It didn’t take long for The Australian to pick up yesterday’s Tips story on the looming scandal over the eligibility of Wild Oats XI for the Sydney to Hobart Yacht Race. The Oz piece ran as news, splashed over six column on page 3 (not that they acknowledged us by name, preferring to describe Crikey as “an Australian website”. How gracious).
Rather than follow up the explosive allegation that the recently rebuilt Oats is now longer than the 100-foot (30.48m) limit for the Hobart race, reporter D.D.McNicoll simply went to the race organisers and the skipper of Wild Oats XI for reaction. Both adopted the Watergate defence: total denial.

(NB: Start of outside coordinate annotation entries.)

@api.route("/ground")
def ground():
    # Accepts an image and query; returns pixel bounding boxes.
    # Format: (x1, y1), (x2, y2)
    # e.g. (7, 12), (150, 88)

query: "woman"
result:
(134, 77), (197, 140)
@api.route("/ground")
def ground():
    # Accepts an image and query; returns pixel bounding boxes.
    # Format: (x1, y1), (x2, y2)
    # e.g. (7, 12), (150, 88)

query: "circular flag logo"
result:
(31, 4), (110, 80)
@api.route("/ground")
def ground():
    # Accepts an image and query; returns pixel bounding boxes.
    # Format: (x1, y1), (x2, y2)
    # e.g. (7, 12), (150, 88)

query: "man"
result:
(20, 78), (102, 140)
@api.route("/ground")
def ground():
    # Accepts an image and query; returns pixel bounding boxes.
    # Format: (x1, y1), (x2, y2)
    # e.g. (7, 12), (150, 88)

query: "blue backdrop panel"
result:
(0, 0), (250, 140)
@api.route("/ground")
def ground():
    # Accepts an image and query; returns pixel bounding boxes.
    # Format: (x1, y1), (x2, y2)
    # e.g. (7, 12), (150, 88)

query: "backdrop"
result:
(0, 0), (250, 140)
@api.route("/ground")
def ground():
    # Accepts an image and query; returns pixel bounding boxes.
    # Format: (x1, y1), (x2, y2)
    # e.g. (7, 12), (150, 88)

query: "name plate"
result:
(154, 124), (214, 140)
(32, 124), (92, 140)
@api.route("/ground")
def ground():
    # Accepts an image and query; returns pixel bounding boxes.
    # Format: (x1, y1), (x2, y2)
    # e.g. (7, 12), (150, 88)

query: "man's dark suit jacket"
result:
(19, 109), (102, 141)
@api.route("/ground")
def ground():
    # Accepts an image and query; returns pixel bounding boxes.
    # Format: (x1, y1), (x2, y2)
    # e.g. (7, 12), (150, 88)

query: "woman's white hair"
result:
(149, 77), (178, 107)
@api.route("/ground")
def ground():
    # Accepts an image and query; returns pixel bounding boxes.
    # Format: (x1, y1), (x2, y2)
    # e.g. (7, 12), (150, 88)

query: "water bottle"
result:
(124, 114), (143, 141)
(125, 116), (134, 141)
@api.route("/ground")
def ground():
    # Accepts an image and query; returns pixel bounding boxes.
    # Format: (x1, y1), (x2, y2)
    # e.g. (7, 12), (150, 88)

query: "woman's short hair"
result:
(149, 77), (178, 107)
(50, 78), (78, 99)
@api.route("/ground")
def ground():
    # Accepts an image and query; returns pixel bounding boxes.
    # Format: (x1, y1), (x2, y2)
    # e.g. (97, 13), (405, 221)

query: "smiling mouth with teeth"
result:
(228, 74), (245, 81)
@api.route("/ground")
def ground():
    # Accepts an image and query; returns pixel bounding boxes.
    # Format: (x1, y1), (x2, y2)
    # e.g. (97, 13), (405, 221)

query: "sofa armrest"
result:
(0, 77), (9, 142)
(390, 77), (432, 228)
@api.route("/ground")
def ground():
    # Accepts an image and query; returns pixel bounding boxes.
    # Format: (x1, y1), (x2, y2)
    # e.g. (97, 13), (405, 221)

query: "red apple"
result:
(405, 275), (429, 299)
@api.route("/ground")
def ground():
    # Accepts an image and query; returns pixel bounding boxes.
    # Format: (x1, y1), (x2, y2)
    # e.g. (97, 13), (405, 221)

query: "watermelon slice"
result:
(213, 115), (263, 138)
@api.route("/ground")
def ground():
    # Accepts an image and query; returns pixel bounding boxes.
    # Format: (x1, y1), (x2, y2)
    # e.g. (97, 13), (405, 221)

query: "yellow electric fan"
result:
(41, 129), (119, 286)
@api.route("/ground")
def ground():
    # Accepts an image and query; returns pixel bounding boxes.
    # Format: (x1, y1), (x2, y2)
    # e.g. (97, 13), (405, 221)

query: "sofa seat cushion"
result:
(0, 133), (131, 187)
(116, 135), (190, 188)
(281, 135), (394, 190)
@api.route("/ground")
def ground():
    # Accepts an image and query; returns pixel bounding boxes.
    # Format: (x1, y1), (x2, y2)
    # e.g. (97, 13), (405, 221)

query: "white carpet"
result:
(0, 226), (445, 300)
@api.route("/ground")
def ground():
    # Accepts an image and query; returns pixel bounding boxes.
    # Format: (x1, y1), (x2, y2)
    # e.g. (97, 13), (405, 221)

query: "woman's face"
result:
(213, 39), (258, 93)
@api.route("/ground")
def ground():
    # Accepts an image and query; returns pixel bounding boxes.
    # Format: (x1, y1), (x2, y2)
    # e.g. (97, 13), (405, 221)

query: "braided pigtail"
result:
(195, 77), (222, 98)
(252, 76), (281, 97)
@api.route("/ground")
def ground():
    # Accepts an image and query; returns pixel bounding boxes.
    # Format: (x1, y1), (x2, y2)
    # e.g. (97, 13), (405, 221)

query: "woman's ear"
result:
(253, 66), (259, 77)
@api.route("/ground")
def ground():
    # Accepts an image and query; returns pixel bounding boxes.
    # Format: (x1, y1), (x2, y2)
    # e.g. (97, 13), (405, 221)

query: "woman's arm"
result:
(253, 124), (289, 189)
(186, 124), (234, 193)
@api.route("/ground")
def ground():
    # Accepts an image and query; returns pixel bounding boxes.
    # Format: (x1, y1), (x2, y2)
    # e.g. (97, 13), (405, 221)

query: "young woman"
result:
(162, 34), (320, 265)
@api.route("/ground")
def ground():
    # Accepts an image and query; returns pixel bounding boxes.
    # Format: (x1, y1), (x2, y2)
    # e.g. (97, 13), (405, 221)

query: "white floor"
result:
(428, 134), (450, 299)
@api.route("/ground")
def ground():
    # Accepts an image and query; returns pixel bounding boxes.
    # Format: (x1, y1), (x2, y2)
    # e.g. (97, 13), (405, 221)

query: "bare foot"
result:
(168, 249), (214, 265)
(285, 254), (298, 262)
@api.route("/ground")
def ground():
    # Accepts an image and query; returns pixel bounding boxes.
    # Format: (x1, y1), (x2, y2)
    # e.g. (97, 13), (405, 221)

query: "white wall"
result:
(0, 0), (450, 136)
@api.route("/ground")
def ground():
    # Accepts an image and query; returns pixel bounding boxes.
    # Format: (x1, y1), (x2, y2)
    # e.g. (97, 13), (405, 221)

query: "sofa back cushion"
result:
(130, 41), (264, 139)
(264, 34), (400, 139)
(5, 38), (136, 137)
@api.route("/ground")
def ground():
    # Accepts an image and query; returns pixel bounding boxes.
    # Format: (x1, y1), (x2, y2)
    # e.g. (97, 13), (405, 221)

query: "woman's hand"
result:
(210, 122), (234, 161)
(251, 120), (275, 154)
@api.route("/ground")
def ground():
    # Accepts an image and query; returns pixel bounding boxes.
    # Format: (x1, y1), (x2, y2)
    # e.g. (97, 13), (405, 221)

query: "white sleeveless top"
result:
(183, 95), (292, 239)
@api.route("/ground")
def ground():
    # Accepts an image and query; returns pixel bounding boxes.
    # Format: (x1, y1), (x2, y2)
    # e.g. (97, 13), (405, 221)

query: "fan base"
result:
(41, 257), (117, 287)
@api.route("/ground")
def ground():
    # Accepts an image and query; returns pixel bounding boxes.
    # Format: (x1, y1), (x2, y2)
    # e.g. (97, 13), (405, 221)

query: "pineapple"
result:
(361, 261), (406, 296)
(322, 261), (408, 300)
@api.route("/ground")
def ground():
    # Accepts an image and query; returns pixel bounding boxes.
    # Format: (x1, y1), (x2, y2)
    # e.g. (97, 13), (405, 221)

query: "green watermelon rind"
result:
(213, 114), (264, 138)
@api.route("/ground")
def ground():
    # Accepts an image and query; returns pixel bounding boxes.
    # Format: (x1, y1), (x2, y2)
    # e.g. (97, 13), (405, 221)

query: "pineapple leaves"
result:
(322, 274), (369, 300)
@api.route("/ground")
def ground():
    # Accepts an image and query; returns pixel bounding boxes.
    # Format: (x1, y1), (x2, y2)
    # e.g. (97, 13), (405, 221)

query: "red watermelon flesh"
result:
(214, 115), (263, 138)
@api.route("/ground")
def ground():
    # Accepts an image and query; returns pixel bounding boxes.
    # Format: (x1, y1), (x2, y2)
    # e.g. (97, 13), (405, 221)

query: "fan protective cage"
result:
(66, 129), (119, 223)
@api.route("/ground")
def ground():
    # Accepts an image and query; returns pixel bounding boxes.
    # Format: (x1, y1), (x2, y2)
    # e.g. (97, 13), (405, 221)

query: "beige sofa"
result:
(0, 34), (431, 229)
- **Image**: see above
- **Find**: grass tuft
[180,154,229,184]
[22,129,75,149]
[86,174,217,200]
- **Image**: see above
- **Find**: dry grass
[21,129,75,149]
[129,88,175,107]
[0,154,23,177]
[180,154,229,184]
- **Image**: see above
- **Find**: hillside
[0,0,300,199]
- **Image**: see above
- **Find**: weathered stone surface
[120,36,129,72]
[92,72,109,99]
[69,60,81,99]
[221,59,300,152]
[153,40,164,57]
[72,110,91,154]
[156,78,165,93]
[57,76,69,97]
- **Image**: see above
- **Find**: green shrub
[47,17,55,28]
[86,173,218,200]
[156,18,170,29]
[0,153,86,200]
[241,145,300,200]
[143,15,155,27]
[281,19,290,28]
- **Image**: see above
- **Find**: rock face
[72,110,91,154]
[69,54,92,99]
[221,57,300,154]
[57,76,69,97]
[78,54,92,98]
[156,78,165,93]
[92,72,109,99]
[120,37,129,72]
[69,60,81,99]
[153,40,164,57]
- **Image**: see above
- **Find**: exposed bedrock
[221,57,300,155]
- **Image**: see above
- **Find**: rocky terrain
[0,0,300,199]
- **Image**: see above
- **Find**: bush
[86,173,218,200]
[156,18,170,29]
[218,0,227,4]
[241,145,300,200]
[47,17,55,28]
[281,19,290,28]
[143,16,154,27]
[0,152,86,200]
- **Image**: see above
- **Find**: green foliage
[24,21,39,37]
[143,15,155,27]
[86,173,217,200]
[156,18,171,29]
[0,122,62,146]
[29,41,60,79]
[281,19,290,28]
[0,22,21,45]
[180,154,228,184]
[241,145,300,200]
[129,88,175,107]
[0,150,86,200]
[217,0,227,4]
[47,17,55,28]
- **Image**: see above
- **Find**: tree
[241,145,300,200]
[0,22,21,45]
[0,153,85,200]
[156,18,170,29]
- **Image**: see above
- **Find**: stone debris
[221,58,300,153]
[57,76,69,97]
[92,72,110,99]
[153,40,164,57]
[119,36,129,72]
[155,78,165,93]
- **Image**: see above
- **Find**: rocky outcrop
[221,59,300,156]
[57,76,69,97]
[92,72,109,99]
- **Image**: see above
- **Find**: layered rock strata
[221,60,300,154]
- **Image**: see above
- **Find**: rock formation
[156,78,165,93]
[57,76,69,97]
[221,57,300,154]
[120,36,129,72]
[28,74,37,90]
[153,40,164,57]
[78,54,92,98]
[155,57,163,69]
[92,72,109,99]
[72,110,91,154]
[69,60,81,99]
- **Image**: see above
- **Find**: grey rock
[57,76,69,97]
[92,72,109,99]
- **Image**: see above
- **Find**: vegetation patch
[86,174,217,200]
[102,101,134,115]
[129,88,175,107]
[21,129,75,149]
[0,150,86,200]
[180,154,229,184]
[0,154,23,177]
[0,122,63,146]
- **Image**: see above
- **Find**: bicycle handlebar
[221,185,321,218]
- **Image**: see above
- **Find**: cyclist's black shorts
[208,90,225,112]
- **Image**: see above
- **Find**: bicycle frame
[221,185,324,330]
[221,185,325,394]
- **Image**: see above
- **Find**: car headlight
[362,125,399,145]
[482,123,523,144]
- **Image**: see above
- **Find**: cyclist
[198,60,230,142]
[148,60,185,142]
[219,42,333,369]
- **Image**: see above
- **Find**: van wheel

Commodore of the Cruising Yacht Club of Australia, John Cameron, said that the boat had a valid rating certificate stating that it was not more than 100 feet, and “that is the end of the matter”. Mark Richards, who has been skipper of Oats for a decade, told the Oz: “She is not too long. It is measured and approved.”
Nobody denies the yacht has been measured or that a certificate confirming compliance has been accepted by the CYCA. The issue, rather, is whether Wild Oats was measured correctly. The top section of the new curved bow of the hull clearly extends beyond the 100-foot limit. So where did the measurer place the end of his tape?
The rules of yacht racing allow for protests, and that is the most likely next step for any opposing crew with the courage to take on the might of the Wild Oats organisation. A protest of this nature would be heard by a committee nominated by the sport’s governing body, Yachting Australia. For many years one of the major sponsors of Yachting Australia has been Robert Oatley Wines. Robert Oatley is the owner of, er… Wild Oats XI. This could get ugly.